Robredo, 2022 seçimlerinde başkan adaylığını açıkladı ve 2016’da yendiği rakibi BongBong Marcos ile tekrar karşı karşıya geldi. Leni Robredo’nun feminist pembesini  tema olarak seçtiği liberal kampanyası her ne kadar kentli, eğitimli ve genç kitlede yüksek heyecan yaratsa da Marcos-Dutarte ittifakını yenmek için yetersiz kaldı. Marcos, özellikle babasının diktatörlük döneminde yaşanan kötü olayları unutturmak için, onun  döneminde yapılan yolları, köprüleri, açılan hastaneleri anlatan TikTok videolarını gösterime soktu ve yoksul mahallelerde “eski Filipinler”i anlattı. Yaşanan insan hakları ihlallerinin pekçok kişi için doğru olmayan “eski ve güzel Filipinler” hikayesiyle aklandığı seçim kampanyası sayesinde özellikle yoksul kesimleri tavlamayı başaran Marcos bu amaçla kişisel servetini seçimde harcadı, birçok kişiye seçim rüşveti dağıttı.
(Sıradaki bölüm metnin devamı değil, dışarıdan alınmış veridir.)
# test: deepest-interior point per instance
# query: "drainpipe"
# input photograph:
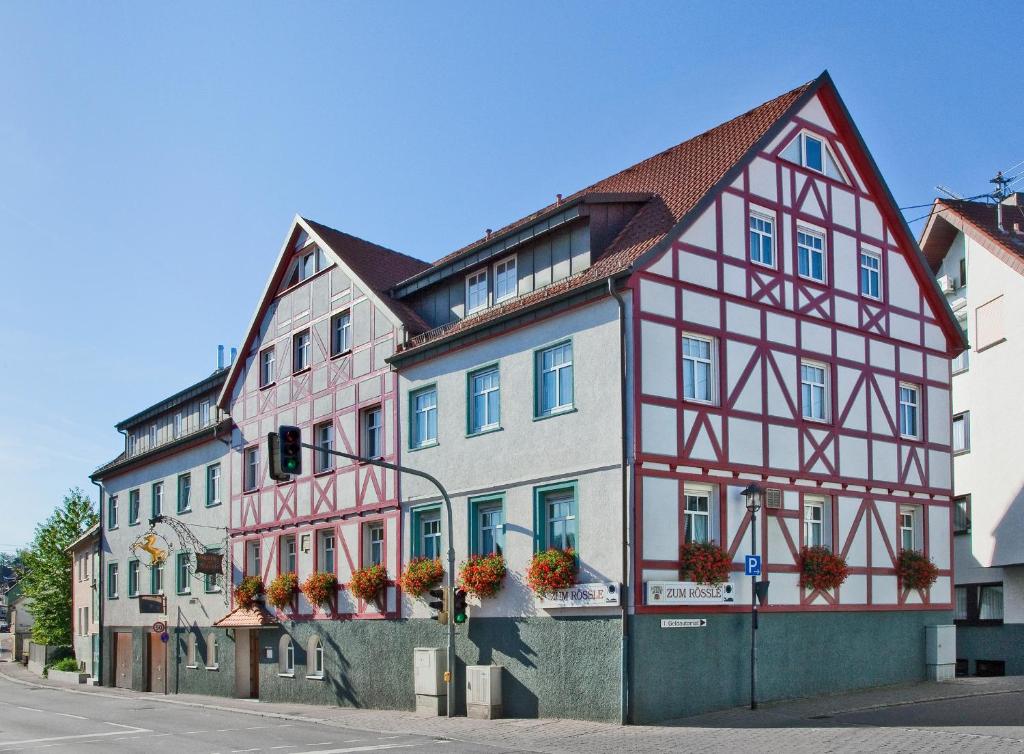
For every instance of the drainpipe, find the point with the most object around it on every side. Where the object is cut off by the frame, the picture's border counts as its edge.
(98, 671)
(626, 466)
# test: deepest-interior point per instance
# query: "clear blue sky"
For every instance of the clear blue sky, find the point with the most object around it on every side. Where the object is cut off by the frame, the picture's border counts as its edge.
(152, 156)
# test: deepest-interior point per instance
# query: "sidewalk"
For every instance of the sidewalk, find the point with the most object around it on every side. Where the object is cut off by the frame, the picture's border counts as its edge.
(712, 731)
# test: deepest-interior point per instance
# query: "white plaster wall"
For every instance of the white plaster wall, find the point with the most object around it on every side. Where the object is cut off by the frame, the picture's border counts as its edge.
(583, 446)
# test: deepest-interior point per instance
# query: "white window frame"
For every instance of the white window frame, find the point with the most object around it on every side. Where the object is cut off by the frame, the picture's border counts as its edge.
(709, 362)
(504, 266)
(474, 279)
(811, 252)
(761, 234)
(805, 410)
(906, 408)
(871, 271)
(266, 367)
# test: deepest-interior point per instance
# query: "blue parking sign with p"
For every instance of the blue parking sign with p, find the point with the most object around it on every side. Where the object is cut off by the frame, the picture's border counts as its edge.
(752, 564)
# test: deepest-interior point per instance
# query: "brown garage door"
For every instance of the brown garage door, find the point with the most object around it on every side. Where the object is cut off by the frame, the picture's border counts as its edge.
(122, 670)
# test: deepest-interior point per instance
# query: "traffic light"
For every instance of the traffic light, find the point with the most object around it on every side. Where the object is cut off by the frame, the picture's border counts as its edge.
(291, 450)
(459, 614)
(439, 603)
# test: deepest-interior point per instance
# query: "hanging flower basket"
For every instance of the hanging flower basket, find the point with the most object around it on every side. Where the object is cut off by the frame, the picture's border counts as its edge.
(821, 569)
(320, 587)
(481, 575)
(422, 574)
(915, 570)
(367, 583)
(551, 571)
(248, 591)
(705, 562)
(282, 590)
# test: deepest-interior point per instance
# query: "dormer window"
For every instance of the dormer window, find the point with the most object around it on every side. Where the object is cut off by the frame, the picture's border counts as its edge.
(476, 291)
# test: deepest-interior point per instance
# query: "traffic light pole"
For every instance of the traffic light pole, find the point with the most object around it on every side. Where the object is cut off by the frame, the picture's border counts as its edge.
(450, 675)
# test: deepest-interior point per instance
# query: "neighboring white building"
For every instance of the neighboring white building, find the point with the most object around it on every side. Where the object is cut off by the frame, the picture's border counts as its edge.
(976, 250)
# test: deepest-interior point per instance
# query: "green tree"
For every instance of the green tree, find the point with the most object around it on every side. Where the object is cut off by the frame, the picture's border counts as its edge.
(48, 568)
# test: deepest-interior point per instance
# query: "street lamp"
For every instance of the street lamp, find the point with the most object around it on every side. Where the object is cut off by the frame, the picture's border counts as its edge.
(754, 494)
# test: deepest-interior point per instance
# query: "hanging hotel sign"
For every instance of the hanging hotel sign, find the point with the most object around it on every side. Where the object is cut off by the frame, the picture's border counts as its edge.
(688, 592)
(209, 562)
(581, 595)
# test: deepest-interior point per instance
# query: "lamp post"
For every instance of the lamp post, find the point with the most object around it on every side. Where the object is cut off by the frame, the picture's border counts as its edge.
(754, 494)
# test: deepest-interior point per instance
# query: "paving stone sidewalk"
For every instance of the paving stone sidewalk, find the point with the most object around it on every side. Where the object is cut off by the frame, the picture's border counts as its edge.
(786, 726)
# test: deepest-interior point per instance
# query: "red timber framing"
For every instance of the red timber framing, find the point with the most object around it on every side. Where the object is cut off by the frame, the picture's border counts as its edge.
(763, 321)
(336, 389)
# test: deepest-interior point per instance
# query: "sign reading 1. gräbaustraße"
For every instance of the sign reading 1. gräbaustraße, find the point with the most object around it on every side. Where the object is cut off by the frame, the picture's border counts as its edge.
(688, 592)
(582, 595)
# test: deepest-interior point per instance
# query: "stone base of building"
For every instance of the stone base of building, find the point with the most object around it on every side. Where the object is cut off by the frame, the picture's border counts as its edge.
(676, 672)
(989, 650)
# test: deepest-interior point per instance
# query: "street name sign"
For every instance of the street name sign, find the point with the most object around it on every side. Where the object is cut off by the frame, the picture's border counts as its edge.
(684, 623)
(688, 592)
(581, 595)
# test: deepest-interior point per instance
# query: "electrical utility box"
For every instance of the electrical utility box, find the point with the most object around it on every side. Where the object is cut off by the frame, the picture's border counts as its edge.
(940, 652)
(429, 664)
(483, 692)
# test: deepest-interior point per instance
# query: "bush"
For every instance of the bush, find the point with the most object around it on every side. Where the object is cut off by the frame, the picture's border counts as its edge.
(247, 592)
(821, 569)
(282, 590)
(320, 587)
(915, 571)
(552, 570)
(482, 575)
(705, 562)
(422, 574)
(367, 583)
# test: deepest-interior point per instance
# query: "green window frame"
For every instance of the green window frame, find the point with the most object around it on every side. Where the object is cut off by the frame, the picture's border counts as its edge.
(418, 516)
(420, 419)
(566, 492)
(112, 581)
(477, 506)
(485, 415)
(562, 363)
(210, 580)
(181, 585)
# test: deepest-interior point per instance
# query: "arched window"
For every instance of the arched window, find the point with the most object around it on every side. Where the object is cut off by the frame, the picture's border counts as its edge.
(286, 663)
(314, 658)
(211, 651)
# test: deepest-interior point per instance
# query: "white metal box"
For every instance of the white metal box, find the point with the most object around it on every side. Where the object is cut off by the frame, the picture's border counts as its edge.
(483, 690)
(428, 671)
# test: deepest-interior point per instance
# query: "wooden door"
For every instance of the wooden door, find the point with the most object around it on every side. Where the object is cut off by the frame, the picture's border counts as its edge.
(254, 664)
(122, 668)
(157, 664)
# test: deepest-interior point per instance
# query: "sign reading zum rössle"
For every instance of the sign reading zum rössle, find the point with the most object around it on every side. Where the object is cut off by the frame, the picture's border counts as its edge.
(688, 592)
(582, 595)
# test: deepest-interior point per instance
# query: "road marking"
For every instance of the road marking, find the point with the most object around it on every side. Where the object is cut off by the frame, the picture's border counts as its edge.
(5, 744)
(358, 748)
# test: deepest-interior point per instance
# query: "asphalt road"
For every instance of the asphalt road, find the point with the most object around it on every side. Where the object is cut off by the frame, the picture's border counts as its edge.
(33, 719)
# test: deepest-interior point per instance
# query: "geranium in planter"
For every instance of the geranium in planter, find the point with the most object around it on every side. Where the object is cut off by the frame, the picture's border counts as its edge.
(320, 587)
(282, 590)
(481, 575)
(422, 574)
(821, 569)
(705, 562)
(367, 583)
(552, 570)
(248, 591)
(915, 570)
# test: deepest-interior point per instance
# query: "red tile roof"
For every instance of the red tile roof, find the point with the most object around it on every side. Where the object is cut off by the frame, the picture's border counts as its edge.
(677, 179)
(977, 219)
(247, 618)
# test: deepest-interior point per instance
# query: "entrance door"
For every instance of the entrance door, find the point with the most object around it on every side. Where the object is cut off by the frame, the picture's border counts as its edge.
(254, 664)
(122, 668)
(157, 666)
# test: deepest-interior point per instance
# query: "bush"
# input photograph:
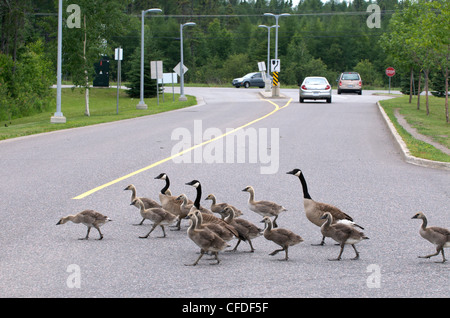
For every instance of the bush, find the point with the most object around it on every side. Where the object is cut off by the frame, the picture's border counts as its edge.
(25, 83)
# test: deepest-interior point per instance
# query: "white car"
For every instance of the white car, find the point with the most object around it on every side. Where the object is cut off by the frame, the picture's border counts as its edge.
(315, 88)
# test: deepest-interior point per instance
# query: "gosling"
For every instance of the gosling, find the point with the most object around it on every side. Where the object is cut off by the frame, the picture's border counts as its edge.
(342, 233)
(159, 216)
(439, 236)
(282, 237)
(90, 218)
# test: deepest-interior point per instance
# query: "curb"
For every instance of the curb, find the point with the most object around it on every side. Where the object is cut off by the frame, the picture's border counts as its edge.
(405, 151)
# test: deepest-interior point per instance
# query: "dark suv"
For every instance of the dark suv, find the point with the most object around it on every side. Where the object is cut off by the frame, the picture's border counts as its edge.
(350, 82)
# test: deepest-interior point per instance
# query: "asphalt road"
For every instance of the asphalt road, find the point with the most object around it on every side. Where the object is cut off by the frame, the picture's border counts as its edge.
(347, 155)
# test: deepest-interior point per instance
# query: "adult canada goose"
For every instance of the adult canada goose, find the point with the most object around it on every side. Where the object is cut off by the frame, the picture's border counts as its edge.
(148, 203)
(158, 216)
(90, 218)
(220, 207)
(315, 210)
(168, 201)
(207, 240)
(341, 233)
(439, 236)
(197, 185)
(246, 230)
(264, 208)
(282, 237)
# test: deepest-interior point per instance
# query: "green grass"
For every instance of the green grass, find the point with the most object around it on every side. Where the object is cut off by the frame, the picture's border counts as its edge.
(102, 105)
(434, 125)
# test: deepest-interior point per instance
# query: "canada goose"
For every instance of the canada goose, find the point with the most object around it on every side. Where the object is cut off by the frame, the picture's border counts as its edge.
(341, 233)
(90, 218)
(168, 201)
(315, 210)
(223, 229)
(185, 207)
(158, 216)
(148, 203)
(436, 235)
(246, 230)
(264, 208)
(207, 240)
(282, 237)
(197, 185)
(220, 207)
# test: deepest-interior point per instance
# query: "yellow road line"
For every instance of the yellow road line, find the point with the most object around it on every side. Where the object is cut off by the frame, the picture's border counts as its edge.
(85, 194)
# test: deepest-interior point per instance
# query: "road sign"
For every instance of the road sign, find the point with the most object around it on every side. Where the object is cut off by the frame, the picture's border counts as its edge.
(275, 78)
(390, 71)
(156, 69)
(275, 65)
(261, 66)
(118, 54)
(178, 70)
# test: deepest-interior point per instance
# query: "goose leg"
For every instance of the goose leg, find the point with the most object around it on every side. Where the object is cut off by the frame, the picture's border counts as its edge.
(101, 235)
(443, 256)
(276, 251)
(322, 243)
(340, 253)
(177, 227)
(275, 225)
(251, 246)
(153, 227)
(357, 254)
(196, 262)
(164, 232)
(141, 222)
(286, 251)
(87, 234)
(439, 249)
(235, 248)
(216, 258)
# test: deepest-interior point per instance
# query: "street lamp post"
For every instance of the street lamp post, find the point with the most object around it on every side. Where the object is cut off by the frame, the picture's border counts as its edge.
(142, 104)
(268, 46)
(58, 116)
(182, 97)
(276, 89)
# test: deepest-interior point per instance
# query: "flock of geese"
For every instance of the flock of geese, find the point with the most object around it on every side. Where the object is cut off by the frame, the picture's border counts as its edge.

Günün sonunda, Leni Robredo uluslararası medyanın manşetlerinde kendisine yer bulsa, LGBT hareketini kampanyasının görünür bir yerine taşıma cesaretini gösterse ve genç kampanya ekibi sayesinde etkin bir sosyal medya görünürlüğü sağlasa da Dutarte-Marcos makinesine karşı seçimleri kaybetti.

First Lady’likten valide sultanlığa




Imelda ve Bongbong Marcos.

92 yaşındaki eski First Lady Imelda Marcos oy kullanmaya hizmetlileriyle birlikte geldi, her zamanki gibi kendisine selam veren halka para dağıttı. First Lady iken yönetimdeki en etkin isimlerden biri olan Imelda, sürgünden sonra ülkesine döndüğü zaman başkan adayı olmuş ama oldukça düşük bir oy almıştı. Yıllar sonra Imelda Marcos, oğlunun başkan seçilmesiyle yeniden Filipinler’in en etkin isimlerinden biri olmanın mutluluğunu yaşıyor. Yürütme organının yargı üzerindeki gücü fazla olduğu için de büyük ihtimalle artık yolsuzluk soruşturmalarının bir sonuca varmayacağının getirdiği bir rahatlık içerisinde.

Bir belgesel önerisi:

Imelda Marcos’un günümüzdeki hayatını ve Marcos ailesinin hikayesinin anlatıldığı belgeseli mutlaka izlemenizi öneririm: “The Kingmaker”. Belgesel Filipinler’de büyük tartışma yarattı, bazıları Marcos’un olumlu gösterildiğini belirtti, bazıları ise oldukça objektif olduğunu dile getirdi.